1957年栃木県出身。79年日本学生ゴルフ選手権優勝。翌80年にプロテストに合格すると、ルーキーイヤーの81年は日本オープン、日本シリーズに優勝。同年代の湯原信光、倉本昌弘とともに「ニューウェーブ三羽烏」と呼ばれた。82年にはメジャーのマスターズから招待され、初出場で15位。「世界最強レフティー」と絶賛された。現在はシニアツアーでプレー。テレビ解説者としても活躍している。

16年間の連載に幕…最後に私が考える「ゴルフを長く楽しむ秘訣」を教えます

公開日: 更新日:

 米ツアー「ジョン・ディア・クラシック」で久常涼が通算16アンダーの9位で終えました。
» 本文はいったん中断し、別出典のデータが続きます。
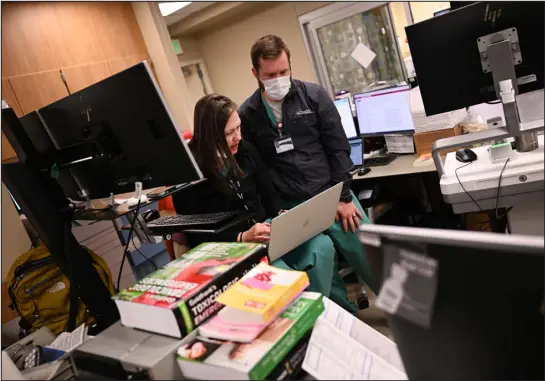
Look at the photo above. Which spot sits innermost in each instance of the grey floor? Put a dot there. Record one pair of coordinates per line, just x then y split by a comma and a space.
372, 315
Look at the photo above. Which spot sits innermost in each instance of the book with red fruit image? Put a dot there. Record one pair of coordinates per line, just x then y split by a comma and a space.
180, 296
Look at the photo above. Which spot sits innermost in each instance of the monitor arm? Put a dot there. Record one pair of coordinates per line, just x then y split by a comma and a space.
100, 143
499, 53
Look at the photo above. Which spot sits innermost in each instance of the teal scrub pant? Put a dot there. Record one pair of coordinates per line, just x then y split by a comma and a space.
318, 258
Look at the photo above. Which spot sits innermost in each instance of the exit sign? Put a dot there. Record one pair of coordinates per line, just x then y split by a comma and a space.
177, 47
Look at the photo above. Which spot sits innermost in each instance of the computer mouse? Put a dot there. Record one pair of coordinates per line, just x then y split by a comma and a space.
466, 155
363, 171
151, 215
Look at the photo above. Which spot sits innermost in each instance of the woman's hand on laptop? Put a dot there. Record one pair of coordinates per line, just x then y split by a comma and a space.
260, 232
349, 215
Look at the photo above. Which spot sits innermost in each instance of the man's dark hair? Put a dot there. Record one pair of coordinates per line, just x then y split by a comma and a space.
267, 48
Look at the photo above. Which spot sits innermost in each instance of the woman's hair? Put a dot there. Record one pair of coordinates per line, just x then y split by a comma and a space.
209, 144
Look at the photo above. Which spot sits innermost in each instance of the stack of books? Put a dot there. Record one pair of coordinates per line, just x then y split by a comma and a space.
180, 296
261, 333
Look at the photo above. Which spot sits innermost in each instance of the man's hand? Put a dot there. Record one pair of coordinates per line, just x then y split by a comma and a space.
349, 214
257, 233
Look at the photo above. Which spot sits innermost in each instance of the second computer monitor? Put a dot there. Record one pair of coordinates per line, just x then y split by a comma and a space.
347, 120
385, 111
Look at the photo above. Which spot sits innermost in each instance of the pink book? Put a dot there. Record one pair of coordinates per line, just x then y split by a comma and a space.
222, 329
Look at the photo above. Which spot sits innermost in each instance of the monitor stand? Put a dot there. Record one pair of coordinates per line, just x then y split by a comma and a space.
383, 159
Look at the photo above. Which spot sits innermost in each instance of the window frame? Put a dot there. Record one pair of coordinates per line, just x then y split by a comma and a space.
329, 14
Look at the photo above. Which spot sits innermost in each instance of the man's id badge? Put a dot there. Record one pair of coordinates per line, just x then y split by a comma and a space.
283, 144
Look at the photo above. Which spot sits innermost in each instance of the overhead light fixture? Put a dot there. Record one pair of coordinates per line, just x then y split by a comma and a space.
171, 7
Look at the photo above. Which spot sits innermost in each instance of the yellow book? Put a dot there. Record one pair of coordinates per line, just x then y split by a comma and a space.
262, 294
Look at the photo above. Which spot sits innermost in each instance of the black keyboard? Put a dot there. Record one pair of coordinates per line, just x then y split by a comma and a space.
378, 161
192, 220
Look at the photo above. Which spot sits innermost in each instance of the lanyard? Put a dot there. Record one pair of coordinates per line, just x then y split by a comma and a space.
235, 185
272, 117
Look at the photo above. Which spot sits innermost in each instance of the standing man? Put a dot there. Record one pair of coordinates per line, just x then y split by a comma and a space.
297, 129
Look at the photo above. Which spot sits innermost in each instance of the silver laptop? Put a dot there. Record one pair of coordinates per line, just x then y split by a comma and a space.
303, 222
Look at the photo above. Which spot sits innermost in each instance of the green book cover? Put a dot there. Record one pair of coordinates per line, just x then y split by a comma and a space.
188, 286
257, 359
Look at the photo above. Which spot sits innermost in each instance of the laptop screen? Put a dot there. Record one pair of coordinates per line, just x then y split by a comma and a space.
356, 151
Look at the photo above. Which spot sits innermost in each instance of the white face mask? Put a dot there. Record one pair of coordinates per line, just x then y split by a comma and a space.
277, 88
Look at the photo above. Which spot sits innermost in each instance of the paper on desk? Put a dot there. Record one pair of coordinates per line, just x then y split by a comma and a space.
43, 372
398, 143
363, 55
67, 341
343, 347
333, 355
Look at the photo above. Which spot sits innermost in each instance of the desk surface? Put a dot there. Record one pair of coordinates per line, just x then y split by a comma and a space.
402, 165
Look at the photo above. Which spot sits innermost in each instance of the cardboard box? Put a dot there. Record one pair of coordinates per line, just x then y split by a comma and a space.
424, 140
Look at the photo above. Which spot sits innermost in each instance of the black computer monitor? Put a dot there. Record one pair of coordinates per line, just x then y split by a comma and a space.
384, 111
356, 151
487, 314
460, 4
124, 123
347, 120
447, 60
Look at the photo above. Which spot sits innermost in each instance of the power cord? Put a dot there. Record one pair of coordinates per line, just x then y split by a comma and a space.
142, 254
498, 216
129, 238
462, 185
498, 198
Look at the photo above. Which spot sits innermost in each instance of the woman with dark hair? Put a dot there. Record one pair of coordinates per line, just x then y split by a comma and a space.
238, 180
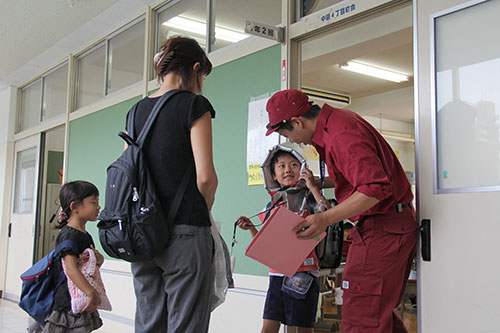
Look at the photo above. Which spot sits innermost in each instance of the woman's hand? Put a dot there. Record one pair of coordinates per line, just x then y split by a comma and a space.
245, 223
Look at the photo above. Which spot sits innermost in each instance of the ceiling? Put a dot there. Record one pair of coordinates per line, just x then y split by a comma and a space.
385, 42
36, 35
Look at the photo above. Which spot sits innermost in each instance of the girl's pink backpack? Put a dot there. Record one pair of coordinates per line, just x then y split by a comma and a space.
87, 264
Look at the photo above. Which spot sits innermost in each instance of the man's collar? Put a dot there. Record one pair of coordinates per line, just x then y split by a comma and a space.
324, 114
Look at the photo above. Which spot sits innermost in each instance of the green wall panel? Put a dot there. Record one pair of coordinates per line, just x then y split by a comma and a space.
54, 164
94, 144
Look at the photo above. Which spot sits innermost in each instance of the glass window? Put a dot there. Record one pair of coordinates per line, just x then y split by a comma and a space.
185, 18
55, 90
25, 181
90, 76
467, 103
126, 58
230, 17
31, 99
307, 7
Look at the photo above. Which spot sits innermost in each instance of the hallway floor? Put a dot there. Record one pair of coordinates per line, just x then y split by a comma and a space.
14, 319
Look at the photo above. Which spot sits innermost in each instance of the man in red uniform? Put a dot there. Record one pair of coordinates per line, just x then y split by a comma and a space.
371, 188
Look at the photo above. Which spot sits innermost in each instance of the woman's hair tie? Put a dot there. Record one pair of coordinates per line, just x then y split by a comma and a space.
62, 216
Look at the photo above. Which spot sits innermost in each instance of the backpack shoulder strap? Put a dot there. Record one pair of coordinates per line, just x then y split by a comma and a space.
131, 121
68, 243
141, 137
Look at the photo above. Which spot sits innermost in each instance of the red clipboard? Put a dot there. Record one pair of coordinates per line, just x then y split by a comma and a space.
276, 245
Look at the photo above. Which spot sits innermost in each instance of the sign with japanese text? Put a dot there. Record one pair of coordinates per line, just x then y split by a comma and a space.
264, 30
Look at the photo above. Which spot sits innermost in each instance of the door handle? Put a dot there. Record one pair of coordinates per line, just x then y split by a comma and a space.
425, 236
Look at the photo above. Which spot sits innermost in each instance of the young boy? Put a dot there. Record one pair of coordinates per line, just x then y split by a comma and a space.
288, 179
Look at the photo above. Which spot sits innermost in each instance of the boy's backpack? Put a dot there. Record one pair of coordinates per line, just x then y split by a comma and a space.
329, 250
39, 284
133, 225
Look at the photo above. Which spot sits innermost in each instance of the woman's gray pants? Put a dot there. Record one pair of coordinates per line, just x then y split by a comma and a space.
174, 289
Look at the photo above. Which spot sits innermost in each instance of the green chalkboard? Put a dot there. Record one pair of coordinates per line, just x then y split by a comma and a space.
94, 143
229, 87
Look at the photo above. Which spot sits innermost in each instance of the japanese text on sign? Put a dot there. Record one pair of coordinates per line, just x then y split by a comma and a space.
338, 12
263, 30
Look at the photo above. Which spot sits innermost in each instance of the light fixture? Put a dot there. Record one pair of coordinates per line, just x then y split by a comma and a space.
326, 96
374, 71
201, 29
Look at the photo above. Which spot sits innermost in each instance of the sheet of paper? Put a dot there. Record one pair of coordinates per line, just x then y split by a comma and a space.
277, 246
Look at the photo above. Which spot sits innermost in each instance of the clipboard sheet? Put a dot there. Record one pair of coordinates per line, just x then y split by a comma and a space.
276, 245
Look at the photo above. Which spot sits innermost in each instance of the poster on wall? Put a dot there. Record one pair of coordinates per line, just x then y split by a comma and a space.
258, 144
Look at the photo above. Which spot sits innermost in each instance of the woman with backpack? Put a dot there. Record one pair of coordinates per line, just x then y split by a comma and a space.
174, 289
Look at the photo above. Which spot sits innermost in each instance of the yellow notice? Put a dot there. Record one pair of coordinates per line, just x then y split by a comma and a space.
255, 174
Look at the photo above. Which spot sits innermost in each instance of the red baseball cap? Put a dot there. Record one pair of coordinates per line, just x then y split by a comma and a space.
283, 106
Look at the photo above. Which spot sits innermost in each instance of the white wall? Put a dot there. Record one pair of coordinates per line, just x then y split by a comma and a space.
7, 107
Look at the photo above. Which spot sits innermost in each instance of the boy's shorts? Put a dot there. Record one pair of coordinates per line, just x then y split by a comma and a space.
288, 310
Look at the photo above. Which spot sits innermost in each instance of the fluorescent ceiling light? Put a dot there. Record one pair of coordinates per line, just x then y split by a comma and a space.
201, 29
374, 71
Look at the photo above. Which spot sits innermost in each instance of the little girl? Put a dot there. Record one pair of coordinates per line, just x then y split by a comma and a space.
79, 203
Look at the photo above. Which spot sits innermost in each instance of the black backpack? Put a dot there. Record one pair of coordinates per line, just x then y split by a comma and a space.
133, 225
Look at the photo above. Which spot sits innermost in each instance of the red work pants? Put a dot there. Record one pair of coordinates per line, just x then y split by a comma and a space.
376, 272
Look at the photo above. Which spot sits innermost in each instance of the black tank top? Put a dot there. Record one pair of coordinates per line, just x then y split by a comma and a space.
168, 152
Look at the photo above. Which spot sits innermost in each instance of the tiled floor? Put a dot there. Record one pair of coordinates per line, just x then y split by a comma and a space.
13, 319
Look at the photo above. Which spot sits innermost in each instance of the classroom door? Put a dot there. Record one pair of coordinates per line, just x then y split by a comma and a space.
458, 163
23, 213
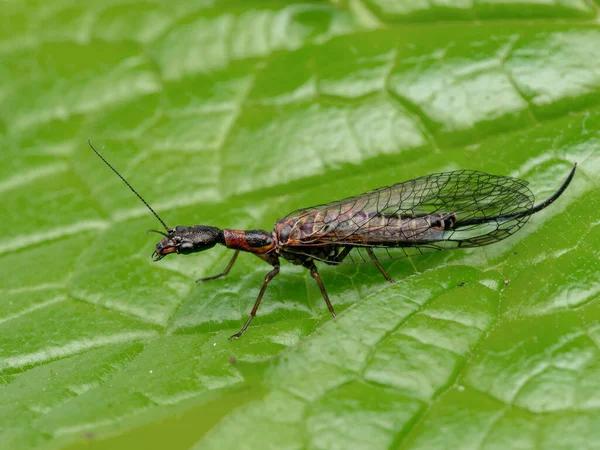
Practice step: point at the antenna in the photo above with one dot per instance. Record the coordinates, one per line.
(128, 185)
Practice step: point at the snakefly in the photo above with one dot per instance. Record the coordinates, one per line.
(442, 211)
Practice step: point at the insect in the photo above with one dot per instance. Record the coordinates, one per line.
(442, 211)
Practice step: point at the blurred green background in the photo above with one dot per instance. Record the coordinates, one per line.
(235, 113)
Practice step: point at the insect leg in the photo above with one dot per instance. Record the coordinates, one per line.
(343, 254)
(313, 273)
(272, 274)
(225, 272)
(378, 264)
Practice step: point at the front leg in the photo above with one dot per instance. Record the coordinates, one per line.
(272, 274)
(222, 274)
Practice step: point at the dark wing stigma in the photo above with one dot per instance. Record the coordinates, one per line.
(464, 208)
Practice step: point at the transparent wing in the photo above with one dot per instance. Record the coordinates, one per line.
(441, 211)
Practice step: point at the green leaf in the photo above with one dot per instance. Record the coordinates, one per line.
(236, 114)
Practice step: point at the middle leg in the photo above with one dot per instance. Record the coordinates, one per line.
(310, 265)
(378, 264)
4月の「バレロ・テキサス・オープン」以来、10戦ぶりのトップ10入りです。

 久常については何度か触れてきた通り、予選会から欧州ツアーに参戦し、ランキング上位で米ツアーに昇格。3年目の今季は、2月の「ファーマーズ・インシュランス・オープン」で自己最高の2位となり、今回が今季5度目のトップ10入りで、着実に力をつけています。

 選手層の厚い米ツアーで100位以内のフルシード権を維持することは相当の覚悟と練習量が必要です。それを実践し、毎年コンスタントな成績を収め、2021年のマスターズで頂点を極めたのが松山英樹です。その背中を追う久常は、高い目標設定と、それを実現するために何をすればいいかを考え、少しずつ結果に結びついています。

 海外の日本勢は女子の活躍が目覚ましく、メジャー優勝さえ珍しくなくなった昨今。「だから、海外の男子プロは期待できない」と言わず、応援して欲しいです。

 さて、16年の長きにわたって続いた連載も今回が最後となりました。

 ゴルフファンの多くは、ご自分でもプレーする方がほとんどでしょう。日々の練習を欠かさない競技ゴルファーと仲間内で楽しむゴルファーとの違いはあっても、直径42.67ミリ以上のボールを同108ミリのカップに入れる打数を競うルールに変わりはありません。

 いわゆる「アベレージゴルファー」でもバーディーパットを決めたり、ホールインワンができるのは、同じ球技でも、野球サッカー、バスケットなどと違って相手に「邪魔」されることがないからです。静止しているボールを真っすぐ打つか、曲げるか、あらぬ方向へ飛んでしまうかは、すべて自分次第です。

 私はプロになって46年経ちますが、試合になれば100%フェアウエーをキープしたり、グリーンに乗せることは難しい。アマチュアの皆さんと同じく、小さなボールはこちらの思っているようには飛んではくれず、ミスの連続でストレスがたまることもあります(笑)。

 仕事をしながら、またはリタイアしてからもゴルフを長く楽しむ秘訣は何か?

 難しいことはありません。今はインターネットで新理論が氾濫し、ドライバーからパターまでレッスン画像も即座に見ることができますが、すぐに真似をせず、まずは自分の基本の形を見つけること。その上で、できることを伸ばし、できないことは無理して挑戦しない。それが長くゴルフを楽しむ秘訣です。